通过arrayList循环

Question

Background

I have a sprite (an openGL quad) which 'falls' from the top of the screen to the bottom.

When it gets to the bottom of the screen, it's values get reset and it starts again (from top to bottom) but moves along in the X Axis to a new X Position.

WhatI'm doing is storing the X positions in an ArrayList (there could be just 1 so it falls in the same place over and over or 10 so it moves slightly every time it falls).

Problem

What I can't work out is how to go through this arraylist and set the sprite's new X position to the value held in the 'next' arraylist position while bearing in mind that there might not be a 'next' position.

So....... (and this is Pseudo code)....once sprite has fallen and it's Y position has been reset back to the top of the screen:

spriteX = value_held_in_next_arrayList_position(if_there_is_one)

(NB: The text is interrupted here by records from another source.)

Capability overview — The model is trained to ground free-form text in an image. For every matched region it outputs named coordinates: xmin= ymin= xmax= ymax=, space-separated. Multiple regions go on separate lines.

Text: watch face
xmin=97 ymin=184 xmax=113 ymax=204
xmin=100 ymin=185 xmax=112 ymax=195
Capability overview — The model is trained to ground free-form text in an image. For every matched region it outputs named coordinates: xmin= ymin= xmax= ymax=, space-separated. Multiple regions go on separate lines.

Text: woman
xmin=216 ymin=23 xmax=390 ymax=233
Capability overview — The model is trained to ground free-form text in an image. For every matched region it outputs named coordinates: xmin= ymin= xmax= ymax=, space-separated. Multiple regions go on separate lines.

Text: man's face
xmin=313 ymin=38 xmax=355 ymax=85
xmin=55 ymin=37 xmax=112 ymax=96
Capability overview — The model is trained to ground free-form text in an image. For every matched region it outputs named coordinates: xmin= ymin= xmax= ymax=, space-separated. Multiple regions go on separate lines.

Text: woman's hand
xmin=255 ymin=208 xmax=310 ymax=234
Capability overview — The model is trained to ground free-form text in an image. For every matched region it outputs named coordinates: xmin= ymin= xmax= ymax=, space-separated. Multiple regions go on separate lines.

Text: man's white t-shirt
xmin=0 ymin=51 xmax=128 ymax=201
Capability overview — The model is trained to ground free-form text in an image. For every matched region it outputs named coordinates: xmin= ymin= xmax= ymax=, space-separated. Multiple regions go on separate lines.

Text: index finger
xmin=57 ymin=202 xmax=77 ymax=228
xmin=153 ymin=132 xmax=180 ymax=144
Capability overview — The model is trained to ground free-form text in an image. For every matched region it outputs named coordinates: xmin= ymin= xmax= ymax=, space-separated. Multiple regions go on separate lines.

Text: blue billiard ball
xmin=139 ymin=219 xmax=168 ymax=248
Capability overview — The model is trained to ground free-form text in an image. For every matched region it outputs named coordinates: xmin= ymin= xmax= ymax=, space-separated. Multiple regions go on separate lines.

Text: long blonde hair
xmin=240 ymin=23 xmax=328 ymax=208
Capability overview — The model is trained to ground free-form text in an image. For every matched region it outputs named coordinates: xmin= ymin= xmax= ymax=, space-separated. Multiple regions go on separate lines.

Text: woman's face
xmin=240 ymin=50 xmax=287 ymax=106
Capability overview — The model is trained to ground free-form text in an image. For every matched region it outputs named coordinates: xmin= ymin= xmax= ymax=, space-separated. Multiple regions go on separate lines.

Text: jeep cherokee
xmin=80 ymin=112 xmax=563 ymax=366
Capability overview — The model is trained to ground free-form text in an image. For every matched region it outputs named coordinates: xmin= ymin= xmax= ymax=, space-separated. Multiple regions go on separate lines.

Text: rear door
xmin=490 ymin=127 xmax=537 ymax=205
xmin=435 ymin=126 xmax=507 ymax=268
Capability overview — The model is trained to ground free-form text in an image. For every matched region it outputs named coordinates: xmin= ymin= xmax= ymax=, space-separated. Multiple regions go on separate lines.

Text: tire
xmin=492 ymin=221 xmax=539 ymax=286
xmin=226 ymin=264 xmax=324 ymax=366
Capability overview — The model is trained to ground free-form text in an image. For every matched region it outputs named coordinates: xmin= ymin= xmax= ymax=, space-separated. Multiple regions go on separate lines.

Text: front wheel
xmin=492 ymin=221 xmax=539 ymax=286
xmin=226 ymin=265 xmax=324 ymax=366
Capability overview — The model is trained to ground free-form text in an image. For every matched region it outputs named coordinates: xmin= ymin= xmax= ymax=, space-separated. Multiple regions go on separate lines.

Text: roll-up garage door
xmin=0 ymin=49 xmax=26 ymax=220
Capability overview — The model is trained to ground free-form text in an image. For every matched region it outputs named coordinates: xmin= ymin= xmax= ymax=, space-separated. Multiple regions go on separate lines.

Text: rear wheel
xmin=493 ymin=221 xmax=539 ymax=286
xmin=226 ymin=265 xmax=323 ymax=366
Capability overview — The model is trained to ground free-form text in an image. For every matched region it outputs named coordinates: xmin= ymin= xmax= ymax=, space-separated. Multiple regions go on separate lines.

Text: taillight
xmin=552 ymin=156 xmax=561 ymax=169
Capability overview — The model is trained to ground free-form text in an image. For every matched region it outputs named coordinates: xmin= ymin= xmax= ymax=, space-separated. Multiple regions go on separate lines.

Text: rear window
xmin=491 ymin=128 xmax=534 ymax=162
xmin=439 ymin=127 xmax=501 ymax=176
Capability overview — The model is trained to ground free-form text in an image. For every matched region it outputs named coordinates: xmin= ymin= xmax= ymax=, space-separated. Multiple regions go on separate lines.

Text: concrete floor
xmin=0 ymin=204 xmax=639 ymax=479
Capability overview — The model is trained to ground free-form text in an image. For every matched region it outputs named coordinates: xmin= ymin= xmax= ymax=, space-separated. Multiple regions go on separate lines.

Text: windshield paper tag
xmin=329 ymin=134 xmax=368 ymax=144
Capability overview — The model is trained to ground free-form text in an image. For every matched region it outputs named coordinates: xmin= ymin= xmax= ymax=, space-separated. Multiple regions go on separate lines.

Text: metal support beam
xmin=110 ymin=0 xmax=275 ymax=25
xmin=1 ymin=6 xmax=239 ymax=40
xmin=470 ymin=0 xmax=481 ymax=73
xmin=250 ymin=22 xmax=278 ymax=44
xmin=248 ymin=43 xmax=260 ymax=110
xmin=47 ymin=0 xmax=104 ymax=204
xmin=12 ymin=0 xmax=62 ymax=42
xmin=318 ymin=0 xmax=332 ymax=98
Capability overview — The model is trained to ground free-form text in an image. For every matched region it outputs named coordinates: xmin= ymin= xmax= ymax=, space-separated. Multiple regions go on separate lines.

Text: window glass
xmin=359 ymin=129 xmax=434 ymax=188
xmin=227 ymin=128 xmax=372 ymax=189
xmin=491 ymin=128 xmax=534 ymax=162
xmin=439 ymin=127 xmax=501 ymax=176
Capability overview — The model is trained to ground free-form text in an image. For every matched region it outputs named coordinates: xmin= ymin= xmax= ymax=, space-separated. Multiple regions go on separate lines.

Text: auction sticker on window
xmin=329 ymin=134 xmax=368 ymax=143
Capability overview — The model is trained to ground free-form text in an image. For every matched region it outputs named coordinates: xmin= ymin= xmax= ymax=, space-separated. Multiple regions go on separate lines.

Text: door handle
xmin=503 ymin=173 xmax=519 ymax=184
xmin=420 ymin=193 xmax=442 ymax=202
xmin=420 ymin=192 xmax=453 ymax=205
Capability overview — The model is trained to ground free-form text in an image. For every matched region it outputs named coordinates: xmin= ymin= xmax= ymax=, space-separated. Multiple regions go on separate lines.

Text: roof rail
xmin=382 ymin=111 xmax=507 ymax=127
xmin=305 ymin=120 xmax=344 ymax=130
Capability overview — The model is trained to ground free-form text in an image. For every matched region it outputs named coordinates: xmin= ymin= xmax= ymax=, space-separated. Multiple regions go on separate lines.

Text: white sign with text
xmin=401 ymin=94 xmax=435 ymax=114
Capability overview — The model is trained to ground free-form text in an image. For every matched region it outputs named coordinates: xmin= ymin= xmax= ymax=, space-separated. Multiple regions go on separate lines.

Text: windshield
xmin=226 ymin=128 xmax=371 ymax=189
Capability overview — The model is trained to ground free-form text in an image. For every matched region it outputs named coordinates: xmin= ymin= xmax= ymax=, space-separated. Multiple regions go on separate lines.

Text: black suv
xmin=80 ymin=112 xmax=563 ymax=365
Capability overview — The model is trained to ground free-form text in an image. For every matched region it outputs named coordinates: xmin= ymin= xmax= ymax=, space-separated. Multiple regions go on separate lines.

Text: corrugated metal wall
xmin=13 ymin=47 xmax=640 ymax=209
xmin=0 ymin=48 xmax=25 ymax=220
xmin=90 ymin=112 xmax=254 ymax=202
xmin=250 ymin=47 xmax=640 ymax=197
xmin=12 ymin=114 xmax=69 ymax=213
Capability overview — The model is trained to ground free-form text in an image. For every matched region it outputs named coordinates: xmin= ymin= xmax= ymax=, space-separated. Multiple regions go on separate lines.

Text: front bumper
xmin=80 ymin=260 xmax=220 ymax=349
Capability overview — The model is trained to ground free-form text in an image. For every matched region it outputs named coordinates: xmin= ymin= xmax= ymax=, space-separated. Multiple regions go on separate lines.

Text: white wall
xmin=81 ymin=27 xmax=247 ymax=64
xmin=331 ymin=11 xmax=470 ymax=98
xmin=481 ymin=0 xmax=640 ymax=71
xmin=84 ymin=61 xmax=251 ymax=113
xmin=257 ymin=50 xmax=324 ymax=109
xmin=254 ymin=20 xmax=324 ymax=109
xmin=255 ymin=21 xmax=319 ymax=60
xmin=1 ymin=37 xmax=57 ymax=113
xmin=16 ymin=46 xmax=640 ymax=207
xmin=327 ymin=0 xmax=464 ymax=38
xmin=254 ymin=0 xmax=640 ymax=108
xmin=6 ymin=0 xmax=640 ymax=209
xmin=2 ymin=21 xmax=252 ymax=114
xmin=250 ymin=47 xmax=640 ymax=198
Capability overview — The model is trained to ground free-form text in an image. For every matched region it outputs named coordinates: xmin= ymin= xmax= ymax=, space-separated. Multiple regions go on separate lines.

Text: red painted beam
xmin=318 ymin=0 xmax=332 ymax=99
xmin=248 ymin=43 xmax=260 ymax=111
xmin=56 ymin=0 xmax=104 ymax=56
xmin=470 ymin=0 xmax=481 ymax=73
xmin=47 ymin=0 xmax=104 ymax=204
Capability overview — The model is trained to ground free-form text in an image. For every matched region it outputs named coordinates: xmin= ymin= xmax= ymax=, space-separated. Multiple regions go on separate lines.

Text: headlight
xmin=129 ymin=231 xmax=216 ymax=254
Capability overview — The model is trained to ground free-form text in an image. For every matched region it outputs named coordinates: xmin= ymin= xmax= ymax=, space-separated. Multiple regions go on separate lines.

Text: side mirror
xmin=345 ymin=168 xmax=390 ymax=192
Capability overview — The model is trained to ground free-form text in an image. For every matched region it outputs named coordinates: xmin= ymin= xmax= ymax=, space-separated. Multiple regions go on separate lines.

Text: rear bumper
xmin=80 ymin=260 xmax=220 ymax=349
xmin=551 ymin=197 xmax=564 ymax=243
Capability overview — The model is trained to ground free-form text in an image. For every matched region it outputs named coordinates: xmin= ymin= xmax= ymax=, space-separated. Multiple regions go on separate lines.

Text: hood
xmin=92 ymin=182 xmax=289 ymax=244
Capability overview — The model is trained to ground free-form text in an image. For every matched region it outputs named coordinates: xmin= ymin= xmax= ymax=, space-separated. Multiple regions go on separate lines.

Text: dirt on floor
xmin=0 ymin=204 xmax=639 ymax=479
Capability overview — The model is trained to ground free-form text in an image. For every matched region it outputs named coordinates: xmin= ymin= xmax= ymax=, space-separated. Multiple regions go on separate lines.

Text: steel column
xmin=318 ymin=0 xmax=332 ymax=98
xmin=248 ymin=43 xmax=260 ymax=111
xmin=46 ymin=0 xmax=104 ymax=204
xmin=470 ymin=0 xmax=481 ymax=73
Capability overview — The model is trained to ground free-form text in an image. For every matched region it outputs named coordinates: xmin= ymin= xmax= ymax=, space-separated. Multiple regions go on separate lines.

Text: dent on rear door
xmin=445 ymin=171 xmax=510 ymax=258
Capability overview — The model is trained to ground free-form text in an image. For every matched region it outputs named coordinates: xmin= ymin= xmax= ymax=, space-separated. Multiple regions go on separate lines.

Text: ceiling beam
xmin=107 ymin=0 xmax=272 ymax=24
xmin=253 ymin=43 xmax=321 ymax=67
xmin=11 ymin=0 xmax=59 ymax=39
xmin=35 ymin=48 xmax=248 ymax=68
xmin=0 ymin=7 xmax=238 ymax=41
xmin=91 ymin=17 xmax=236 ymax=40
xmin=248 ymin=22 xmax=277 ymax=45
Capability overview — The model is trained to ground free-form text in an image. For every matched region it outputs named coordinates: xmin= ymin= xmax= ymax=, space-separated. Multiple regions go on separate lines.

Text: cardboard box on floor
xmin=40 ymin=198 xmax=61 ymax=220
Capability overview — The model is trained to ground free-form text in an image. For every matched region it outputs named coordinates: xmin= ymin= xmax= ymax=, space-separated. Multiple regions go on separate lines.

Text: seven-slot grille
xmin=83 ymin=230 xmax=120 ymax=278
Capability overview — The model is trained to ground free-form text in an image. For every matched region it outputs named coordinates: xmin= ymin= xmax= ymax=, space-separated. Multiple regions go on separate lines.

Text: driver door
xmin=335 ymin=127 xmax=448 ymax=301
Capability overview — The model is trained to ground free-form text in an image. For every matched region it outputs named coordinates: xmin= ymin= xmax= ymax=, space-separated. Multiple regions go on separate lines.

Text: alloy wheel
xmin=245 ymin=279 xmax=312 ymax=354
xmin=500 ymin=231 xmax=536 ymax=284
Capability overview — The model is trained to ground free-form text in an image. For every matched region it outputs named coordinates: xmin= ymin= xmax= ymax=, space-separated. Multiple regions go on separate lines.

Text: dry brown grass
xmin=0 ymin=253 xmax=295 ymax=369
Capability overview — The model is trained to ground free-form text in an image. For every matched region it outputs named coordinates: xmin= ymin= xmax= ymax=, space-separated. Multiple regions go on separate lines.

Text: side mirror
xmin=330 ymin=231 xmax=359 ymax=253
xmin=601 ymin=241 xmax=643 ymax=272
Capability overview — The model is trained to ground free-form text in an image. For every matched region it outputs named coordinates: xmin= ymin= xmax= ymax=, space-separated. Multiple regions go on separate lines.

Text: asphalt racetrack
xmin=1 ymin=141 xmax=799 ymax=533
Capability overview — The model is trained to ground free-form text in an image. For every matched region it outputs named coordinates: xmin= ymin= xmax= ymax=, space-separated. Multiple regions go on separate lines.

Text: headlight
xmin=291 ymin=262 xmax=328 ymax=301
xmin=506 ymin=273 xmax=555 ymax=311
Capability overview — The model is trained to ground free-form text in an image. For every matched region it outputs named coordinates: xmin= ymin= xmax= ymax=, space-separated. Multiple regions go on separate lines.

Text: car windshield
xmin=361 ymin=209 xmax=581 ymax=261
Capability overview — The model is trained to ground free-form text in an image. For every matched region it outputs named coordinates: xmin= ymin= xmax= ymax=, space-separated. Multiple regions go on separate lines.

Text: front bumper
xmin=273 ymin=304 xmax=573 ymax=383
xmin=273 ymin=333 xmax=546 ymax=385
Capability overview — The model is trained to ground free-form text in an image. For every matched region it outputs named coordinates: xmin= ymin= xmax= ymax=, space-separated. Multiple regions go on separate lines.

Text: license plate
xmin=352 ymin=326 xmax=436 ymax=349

As different levels of my game will have a different number of positions I can't explicitly say 'go to position 2' incase the arrayList is only a size of 1. Basically what I want is to say 'go to next position' and 'if there isn't a next position' then go back to the position 0.

Answer 1

ArrayList is iterable, so this is a good place to use an iterator . Assuming that you're not modifying the list while you're iterating.

Answer 2

You can iterate a List using while with Iterator from the List:

List<YourElement> yourList;
...
Iterator<YourElement> iterator = yourList.iterator();
while(iterator.hasNext()) {
    final YourElement yourElement = iterator.next();        
    // Do whatever with yourElement
    if (iterator.hasNext()) {
        // Do whatever if there's a next element to yourElement
    }
}

Answer 3

What you want to do is get the iterator and then do a while loop where if the iterator has got a next you grab it and carry on, otherwise you come out.

Example code:

Iterator positions = spriteXPositions.iterator();
while(positions.hasNext()) {
    mySprite.position.X = positions.next();
}

Answer 4

I would use an Iterator object. Since you want it to loop and you don't know the size you want to abstract that from you. We can make a generic loop method that takes an iterator and the parent ArrayList and will cycle through it if it is already at the end.

private void loop(Iterator it, ArrayList parent) {
    if(!it.hasNext()) { 
        it = parent.iterator();
    } 
    //Your logic here instead of logging
    //Assume always at least 1 element in arraylist
    Log.d("test", it.next() + "");
}

We can test it:

ArrayList<Float> positions = new ArrayList<Float>();
positions.add(0.123123f);
positions.add(0.2312f);
positions.add(0.323123f);

Iterator<Float> posIter = positions.iterator();
for(int i = 0; i < 100; i++) {
    loop(posIter, positions);
}

Answer 5

You can use the % operator to go back to the beginning of the list list.

int nextSpriteX() {
   currentXPositionIndex = (currentXPositionIndex + 1) % xPositions.size();
   return xPositions.get(currentXPositionIndex);
}

Answer 6

Thanks to all who contributed answers, I went with a different approach in the end, in case anyone has a similar issue, this is what I did:

if (xPosition.get(0)<X.size()-1){

xPosition.set(0, xPosition.get(0)+1);

}

else {xPosition.set(0, 1);
}

sprite.xScreen=xPosition.get(xPosition.get(0));

xPosition is an arraylist and the first element is simply a pointer to another element which contains the X Position - so something like:

xPosition.add(1);  //Element 0 - pointer to subsequent elements (Points to element 1)
xPosition.add(100); //Element 1 - X position 1
xPosition.add(200)l //Element 2 - X position 2
xPosition.add(400); //Elemen 3 - X Position 3

Cheers!